Brown University
Brown University
Brown University
1
Discursive Metadata and
Controlled Vocabularies
Mylonas, Elli
elli_mylonas@brown.edu
Brown University, USA
Wendts, Heidi
heidi_wendt@brown.edu
Brown University, USA
Bodel, John
john_bodel@brown.edu
Brown University, USA
While formulating an Epidoc compliant
template for the encoding of ancient
inscriptions, it became apparent that it
was necessary to accommodate discursive
information about various characteristics of
an inscription as metadata in the header
of a document, and to specify the same
characteristics using a controlled vocabulary,
to facilitate searching, sorting and indexing.

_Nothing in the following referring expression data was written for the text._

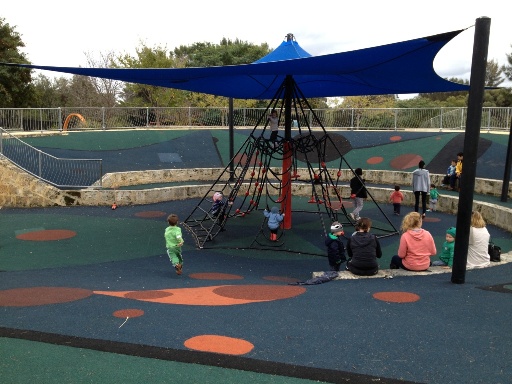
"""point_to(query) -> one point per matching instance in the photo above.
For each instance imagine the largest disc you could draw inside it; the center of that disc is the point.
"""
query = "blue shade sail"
(398, 68)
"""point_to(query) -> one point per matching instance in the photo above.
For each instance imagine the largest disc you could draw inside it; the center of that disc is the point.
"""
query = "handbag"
(494, 252)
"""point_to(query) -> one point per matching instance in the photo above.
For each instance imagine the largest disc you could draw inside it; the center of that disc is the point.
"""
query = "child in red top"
(417, 245)
(396, 198)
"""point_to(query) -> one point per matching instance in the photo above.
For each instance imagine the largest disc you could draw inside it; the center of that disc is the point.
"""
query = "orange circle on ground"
(283, 279)
(259, 292)
(150, 214)
(215, 276)
(219, 344)
(124, 313)
(27, 297)
(408, 160)
(375, 160)
(47, 235)
(396, 297)
(428, 219)
(147, 295)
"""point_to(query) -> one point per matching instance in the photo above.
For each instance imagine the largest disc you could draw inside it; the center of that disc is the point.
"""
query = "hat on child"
(451, 231)
(336, 227)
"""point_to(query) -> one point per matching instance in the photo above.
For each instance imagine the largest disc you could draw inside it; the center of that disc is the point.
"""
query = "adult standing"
(416, 247)
(478, 248)
(420, 186)
(358, 193)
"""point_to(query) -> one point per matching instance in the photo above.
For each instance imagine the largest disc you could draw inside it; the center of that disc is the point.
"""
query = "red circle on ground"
(375, 160)
(47, 235)
(396, 297)
(27, 297)
(219, 344)
(124, 313)
(150, 214)
(147, 295)
(215, 276)
(259, 292)
(408, 160)
(283, 279)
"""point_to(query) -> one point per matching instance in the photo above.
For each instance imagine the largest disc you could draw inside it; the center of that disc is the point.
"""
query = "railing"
(61, 173)
(59, 119)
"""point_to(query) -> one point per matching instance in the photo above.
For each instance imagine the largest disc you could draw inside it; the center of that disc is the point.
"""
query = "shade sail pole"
(471, 137)
(286, 204)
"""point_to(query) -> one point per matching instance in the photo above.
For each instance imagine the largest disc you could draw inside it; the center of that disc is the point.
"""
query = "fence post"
(488, 119)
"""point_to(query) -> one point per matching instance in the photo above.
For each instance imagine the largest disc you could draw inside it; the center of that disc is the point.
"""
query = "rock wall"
(22, 190)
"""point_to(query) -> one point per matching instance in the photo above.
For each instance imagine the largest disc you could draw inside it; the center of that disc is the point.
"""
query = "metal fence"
(61, 173)
(59, 119)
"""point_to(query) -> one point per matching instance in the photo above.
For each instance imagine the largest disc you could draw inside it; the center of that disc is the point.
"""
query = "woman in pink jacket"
(416, 245)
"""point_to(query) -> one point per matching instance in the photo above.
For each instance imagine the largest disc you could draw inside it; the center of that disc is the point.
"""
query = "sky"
(62, 32)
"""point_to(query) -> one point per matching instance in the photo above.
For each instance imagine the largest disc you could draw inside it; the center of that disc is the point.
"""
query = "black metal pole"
(506, 175)
(472, 135)
(231, 139)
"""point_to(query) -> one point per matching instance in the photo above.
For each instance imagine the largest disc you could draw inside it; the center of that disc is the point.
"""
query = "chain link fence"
(67, 119)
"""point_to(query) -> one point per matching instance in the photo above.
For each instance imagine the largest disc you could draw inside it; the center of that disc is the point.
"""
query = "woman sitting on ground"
(478, 251)
(416, 245)
(363, 250)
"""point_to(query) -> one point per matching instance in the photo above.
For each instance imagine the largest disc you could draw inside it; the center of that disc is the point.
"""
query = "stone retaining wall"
(22, 190)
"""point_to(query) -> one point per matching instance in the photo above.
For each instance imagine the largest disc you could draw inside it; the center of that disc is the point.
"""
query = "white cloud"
(58, 32)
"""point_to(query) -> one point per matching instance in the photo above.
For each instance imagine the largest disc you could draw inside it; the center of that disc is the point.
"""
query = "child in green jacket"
(446, 256)
(434, 195)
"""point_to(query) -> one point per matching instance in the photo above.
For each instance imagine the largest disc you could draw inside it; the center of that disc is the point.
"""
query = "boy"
(335, 247)
(446, 256)
(449, 172)
(396, 198)
(358, 193)
(434, 196)
(458, 172)
(173, 243)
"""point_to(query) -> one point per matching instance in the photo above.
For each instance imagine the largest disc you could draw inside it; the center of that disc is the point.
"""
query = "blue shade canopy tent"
(399, 68)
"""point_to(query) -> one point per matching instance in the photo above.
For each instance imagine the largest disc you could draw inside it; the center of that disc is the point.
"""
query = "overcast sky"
(59, 33)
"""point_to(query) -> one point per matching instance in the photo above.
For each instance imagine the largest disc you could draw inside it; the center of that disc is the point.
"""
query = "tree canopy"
(15, 83)
(18, 89)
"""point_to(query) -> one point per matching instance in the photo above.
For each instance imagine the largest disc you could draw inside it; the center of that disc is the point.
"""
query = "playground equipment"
(262, 174)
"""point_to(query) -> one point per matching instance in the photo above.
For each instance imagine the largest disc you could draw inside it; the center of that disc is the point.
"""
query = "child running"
(335, 247)
(434, 196)
(396, 198)
(446, 256)
(173, 243)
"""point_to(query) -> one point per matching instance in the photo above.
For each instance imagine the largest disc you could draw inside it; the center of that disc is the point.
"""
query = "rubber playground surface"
(87, 294)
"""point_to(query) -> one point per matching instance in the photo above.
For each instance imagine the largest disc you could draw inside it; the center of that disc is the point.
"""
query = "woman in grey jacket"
(420, 186)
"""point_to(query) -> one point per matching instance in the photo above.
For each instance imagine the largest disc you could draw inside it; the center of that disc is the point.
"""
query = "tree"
(107, 90)
(15, 88)
(147, 95)
(507, 69)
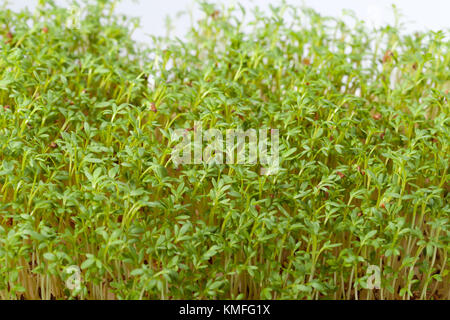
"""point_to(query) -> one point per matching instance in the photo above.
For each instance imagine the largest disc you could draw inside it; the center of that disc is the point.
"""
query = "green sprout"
(90, 198)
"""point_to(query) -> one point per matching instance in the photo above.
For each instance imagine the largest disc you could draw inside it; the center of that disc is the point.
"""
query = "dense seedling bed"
(86, 180)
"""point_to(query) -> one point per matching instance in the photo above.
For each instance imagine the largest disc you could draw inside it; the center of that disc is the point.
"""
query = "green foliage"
(85, 176)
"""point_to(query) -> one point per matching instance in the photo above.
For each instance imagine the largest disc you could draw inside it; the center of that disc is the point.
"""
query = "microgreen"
(87, 187)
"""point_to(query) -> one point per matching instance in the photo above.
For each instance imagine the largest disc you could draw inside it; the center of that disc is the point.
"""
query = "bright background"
(419, 14)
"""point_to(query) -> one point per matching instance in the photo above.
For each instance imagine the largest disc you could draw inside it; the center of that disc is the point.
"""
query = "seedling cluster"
(87, 188)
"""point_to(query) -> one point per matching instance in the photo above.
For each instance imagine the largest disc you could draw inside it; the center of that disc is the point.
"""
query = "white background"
(419, 14)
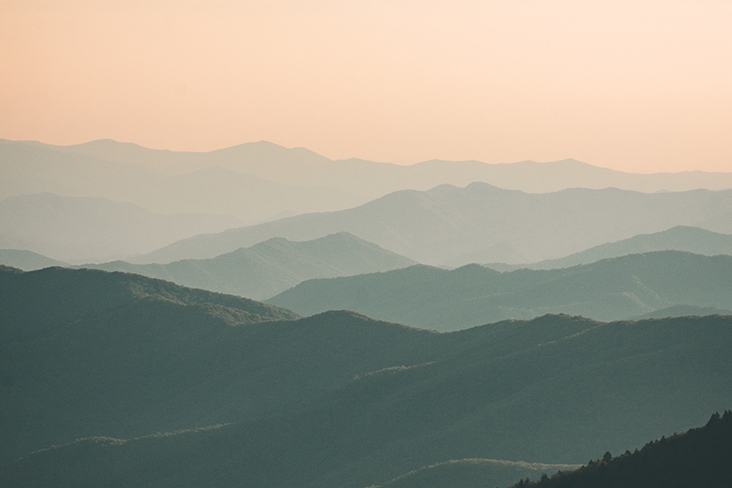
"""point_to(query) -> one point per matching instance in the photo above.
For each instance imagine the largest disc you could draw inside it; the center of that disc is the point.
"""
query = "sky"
(641, 86)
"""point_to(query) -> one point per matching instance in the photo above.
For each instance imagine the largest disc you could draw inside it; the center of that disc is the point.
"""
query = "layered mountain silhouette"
(31, 168)
(679, 238)
(374, 400)
(80, 228)
(272, 266)
(479, 223)
(259, 181)
(609, 289)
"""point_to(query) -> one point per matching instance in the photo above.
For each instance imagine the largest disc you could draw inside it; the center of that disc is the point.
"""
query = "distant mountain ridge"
(302, 167)
(611, 289)
(481, 223)
(79, 228)
(556, 389)
(679, 238)
(272, 266)
(275, 181)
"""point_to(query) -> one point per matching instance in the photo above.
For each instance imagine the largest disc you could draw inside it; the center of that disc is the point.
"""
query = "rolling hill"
(82, 228)
(479, 223)
(557, 389)
(272, 266)
(26, 260)
(87, 352)
(610, 289)
(679, 238)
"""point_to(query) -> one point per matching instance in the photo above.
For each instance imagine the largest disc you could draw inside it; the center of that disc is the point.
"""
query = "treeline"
(699, 457)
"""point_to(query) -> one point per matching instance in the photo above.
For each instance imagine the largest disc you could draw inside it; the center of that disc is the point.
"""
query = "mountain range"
(481, 223)
(260, 181)
(610, 289)
(699, 457)
(80, 228)
(98, 364)
(272, 266)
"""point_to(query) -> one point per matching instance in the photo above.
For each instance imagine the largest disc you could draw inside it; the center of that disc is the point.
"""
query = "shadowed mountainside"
(26, 260)
(473, 473)
(78, 228)
(610, 289)
(302, 167)
(557, 389)
(272, 266)
(679, 238)
(87, 352)
(699, 457)
(478, 223)
(129, 173)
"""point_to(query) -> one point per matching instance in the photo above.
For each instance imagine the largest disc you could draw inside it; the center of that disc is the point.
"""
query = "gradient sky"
(641, 86)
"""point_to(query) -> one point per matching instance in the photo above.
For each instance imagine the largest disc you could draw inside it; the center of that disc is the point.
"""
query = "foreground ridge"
(698, 457)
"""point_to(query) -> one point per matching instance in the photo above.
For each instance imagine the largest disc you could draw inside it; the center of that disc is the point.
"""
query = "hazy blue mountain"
(699, 457)
(77, 228)
(275, 181)
(302, 167)
(610, 289)
(478, 223)
(682, 311)
(272, 266)
(30, 168)
(26, 260)
(87, 352)
(558, 389)
(679, 238)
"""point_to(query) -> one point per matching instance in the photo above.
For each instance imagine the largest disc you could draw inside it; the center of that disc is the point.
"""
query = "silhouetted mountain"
(557, 389)
(473, 473)
(679, 238)
(272, 266)
(257, 181)
(610, 289)
(129, 176)
(76, 228)
(26, 260)
(478, 223)
(699, 457)
(302, 167)
(87, 352)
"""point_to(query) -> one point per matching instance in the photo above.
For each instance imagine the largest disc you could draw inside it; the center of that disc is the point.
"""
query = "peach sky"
(641, 86)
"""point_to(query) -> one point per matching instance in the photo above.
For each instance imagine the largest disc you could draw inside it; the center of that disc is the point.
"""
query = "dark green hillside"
(679, 238)
(273, 266)
(86, 352)
(611, 289)
(480, 223)
(556, 389)
(699, 457)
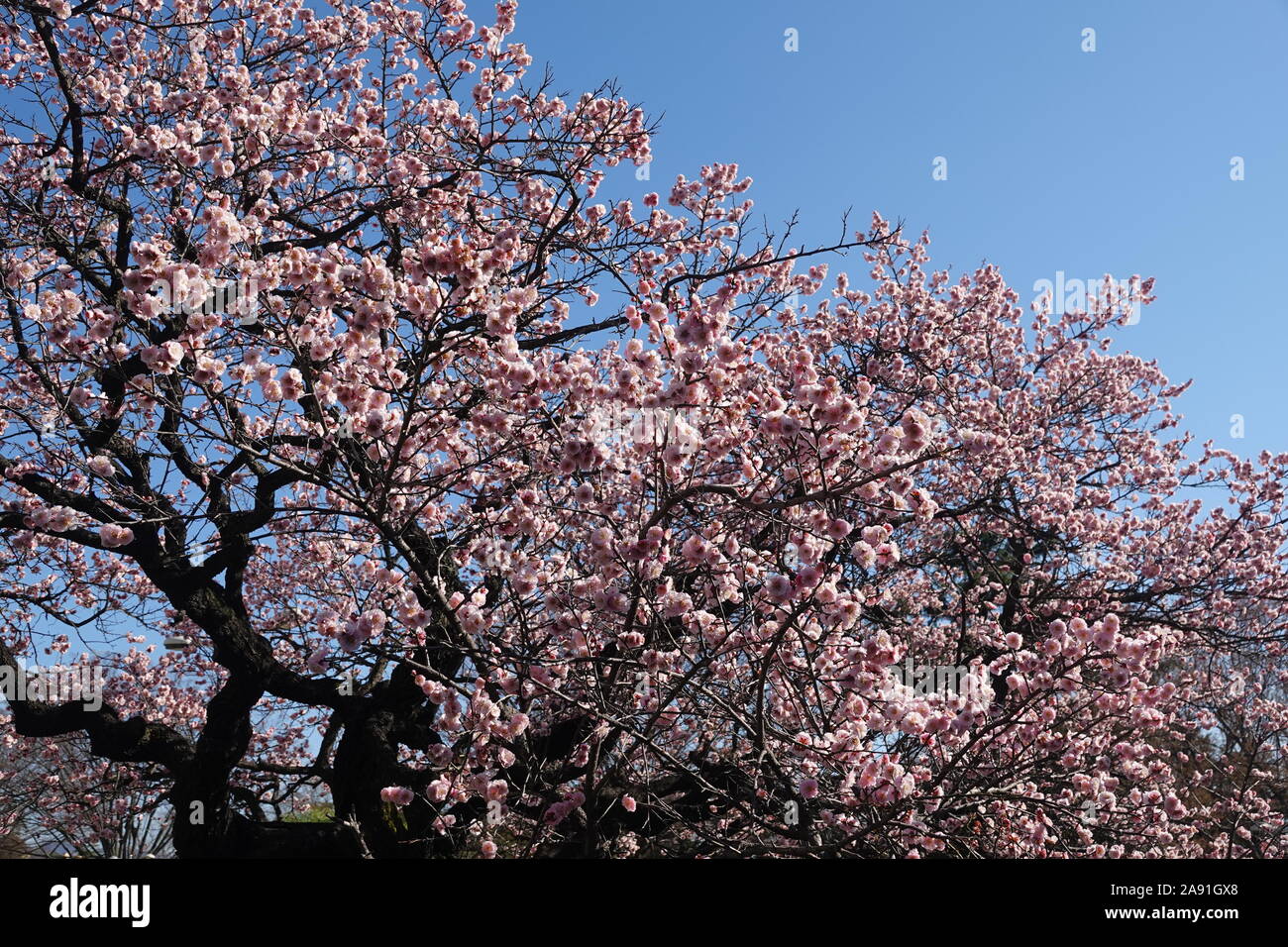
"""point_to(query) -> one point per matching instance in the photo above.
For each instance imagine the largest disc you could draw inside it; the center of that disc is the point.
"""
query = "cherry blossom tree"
(510, 518)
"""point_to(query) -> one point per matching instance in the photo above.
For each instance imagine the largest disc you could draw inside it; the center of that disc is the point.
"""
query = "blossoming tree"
(514, 518)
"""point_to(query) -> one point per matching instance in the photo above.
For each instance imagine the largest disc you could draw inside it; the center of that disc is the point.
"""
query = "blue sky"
(1115, 161)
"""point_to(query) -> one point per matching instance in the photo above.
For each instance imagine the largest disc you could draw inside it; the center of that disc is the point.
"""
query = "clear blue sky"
(1115, 161)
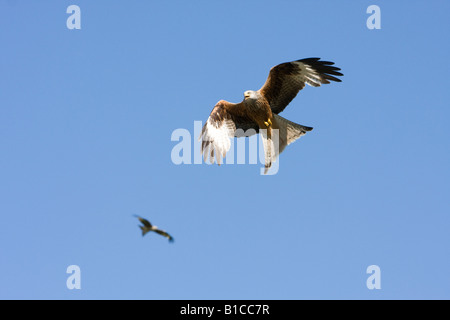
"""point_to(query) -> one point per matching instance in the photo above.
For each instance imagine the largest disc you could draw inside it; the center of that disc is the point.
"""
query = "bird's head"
(250, 94)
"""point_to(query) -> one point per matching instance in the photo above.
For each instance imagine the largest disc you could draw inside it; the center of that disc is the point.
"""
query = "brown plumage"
(147, 227)
(259, 110)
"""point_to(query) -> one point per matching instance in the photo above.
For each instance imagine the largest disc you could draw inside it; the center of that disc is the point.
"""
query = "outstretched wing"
(165, 234)
(224, 123)
(145, 222)
(287, 79)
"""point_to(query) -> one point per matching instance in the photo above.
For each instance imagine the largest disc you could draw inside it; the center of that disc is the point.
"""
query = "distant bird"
(147, 226)
(259, 110)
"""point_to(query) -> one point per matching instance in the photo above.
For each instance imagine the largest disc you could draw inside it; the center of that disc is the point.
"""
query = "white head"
(250, 94)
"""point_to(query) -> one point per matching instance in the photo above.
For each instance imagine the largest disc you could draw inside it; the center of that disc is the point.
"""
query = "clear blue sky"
(86, 118)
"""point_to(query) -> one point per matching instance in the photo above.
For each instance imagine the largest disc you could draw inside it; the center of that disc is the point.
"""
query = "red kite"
(147, 226)
(259, 110)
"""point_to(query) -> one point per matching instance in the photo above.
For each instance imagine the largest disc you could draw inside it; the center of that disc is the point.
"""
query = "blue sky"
(86, 118)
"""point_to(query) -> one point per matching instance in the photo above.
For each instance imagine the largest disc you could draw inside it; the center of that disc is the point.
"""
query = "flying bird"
(259, 110)
(147, 226)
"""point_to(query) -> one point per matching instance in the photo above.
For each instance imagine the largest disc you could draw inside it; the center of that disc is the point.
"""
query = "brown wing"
(145, 222)
(287, 79)
(223, 123)
(165, 234)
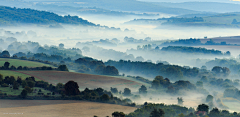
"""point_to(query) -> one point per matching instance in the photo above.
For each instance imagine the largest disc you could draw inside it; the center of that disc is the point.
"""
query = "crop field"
(58, 108)
(228, 40)
(83, 80)
(13, 73)
(17, 62)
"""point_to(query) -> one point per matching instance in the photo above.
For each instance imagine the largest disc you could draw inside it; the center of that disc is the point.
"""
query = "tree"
(1, 79)
(203, 107)
(114, 90)
(28, 89)
(180, 101)
(234, 21)
(157, 113)
(61, 45)
(71, 88)
(199, 84)
(24, 83)
(110, 70)
(118, 114)
(214, 112)
(15, 85)
(209, 98)
(216, 69)
(63, 68)
(30, 83)
(6, 65)
(143, 90)
(24, 93)
(105, 97)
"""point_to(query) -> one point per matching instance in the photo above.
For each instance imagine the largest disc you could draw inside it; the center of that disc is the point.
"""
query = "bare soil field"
(83, 80)
(58, 108)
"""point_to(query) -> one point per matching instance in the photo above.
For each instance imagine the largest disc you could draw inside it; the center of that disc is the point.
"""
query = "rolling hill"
(83, 80)
(13, 16)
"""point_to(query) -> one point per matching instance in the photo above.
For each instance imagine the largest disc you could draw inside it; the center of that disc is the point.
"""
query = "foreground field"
(17, 62)
(58, 108)
(83, 80)
(13, 73)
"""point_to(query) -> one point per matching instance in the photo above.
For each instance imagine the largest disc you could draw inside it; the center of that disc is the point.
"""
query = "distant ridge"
(13, 16)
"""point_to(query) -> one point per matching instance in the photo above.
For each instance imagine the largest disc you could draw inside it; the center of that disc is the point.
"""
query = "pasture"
(58, 108)
(83, 80)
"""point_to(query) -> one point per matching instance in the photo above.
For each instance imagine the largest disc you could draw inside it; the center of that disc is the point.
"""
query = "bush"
(5, 85)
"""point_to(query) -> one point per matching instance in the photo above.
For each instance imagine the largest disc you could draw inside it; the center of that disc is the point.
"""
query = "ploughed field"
(83, 80)
(17, 63)
(58, 108)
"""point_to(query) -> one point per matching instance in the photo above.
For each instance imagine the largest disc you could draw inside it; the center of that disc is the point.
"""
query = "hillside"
(17, 63)
(83, 80)
(57, 108)
(204, 6)
(13, 16)
(116, 5)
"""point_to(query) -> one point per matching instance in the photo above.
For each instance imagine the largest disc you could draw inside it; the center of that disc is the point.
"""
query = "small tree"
(63, 68)
(157, 113)
(15, 85)
(6, 65)
(203, 107)
(71, 88)
(118, 114)
(127, 92)
(209, 98)
(24, 93)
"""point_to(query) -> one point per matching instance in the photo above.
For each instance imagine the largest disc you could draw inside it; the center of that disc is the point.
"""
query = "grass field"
(10, 91)
(13, 73)
(83, 80)
(17, 62)
(58, 108)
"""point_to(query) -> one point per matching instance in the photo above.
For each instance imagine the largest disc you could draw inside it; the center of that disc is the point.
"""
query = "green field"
(10, 91)
(15, 74)
(17, 62)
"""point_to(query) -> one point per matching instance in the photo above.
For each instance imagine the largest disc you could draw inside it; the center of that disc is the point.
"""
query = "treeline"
(162, 110)
(89, 65)
(10, 16)
(185, 49)
(172, 88)
(149, 69)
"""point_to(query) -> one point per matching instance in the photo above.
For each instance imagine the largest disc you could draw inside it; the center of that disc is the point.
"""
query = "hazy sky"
(227, 1)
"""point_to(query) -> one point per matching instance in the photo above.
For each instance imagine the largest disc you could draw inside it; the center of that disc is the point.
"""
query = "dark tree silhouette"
(71, 88)
(203, 107)
(63, 68)
(6, 65)
(143, 90)
(127, 92)
(118, 114)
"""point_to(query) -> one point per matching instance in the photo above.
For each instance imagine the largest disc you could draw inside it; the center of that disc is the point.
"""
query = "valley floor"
(58, 108)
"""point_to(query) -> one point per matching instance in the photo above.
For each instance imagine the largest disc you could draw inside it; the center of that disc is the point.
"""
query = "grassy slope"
(60, 108)
(13, 73)
(17, 62)
(84, 80)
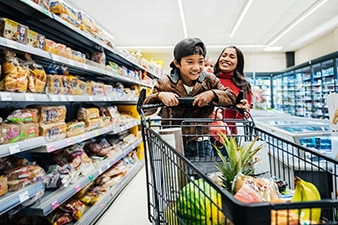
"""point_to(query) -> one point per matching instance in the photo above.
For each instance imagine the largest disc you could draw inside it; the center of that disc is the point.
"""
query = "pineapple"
(239, 160)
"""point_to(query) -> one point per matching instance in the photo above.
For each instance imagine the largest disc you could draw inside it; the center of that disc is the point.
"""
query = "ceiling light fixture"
(297, 21)
(180, 7)
(246, 8)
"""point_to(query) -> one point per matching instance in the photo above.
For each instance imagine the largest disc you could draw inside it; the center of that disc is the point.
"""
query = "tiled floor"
(130, 207)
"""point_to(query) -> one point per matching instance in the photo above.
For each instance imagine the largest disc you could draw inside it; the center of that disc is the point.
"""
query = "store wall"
(267, 62)
(321, 47)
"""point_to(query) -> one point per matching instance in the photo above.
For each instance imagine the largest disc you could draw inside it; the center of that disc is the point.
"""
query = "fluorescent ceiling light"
(172, 47)
(145, 47)
(246, 8)
(273, 48)
(180, 7)
(300, 19)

The msDesc features of the TEI guidelines do
not actually allow this type of encoding to
occur in several crucial places. However, it is
possible to achieve both goals by repurposing,
and perhaps straining the usage of some TEI
features. We will describe the problem and our
solution in more detail, in order to document
one project’s solution to a common problem, but
also to suggest that the TEI Guidelines might be
modified to allow this as a more normal use.
Epidoc, a TEI P5 schema that has been
developed for epigraphical and papyrological
materials is widely used for encoding classical
and other western inscriptions. Historically,
there have been two parallel and converging
ways to encode this type of documentary
evidence. The first treats the transcription of
the text together with descriptive information
about the support, context, decoration and
history as content, the way it might be if it
were published in a book, and enclosing it
all within the <text> element. In this type of
encoding the TEI header information is brief,
serving to document the source publication,
and not the inscription. The primary example
of this type of encoding is InsAph, which
originated as the digital version of a print
volume, and represented the publication of
record for its inscriptions. The second approach
treats the text of an inscription as content,
and places contextual information such as the
description of the surface the inscription was
written on, its date, format and origin as
structured metadata in the TEI header. US
Epigraphy, which originated as an aggregation
of inscriptions, most of which had already been
published, is an example of this approach.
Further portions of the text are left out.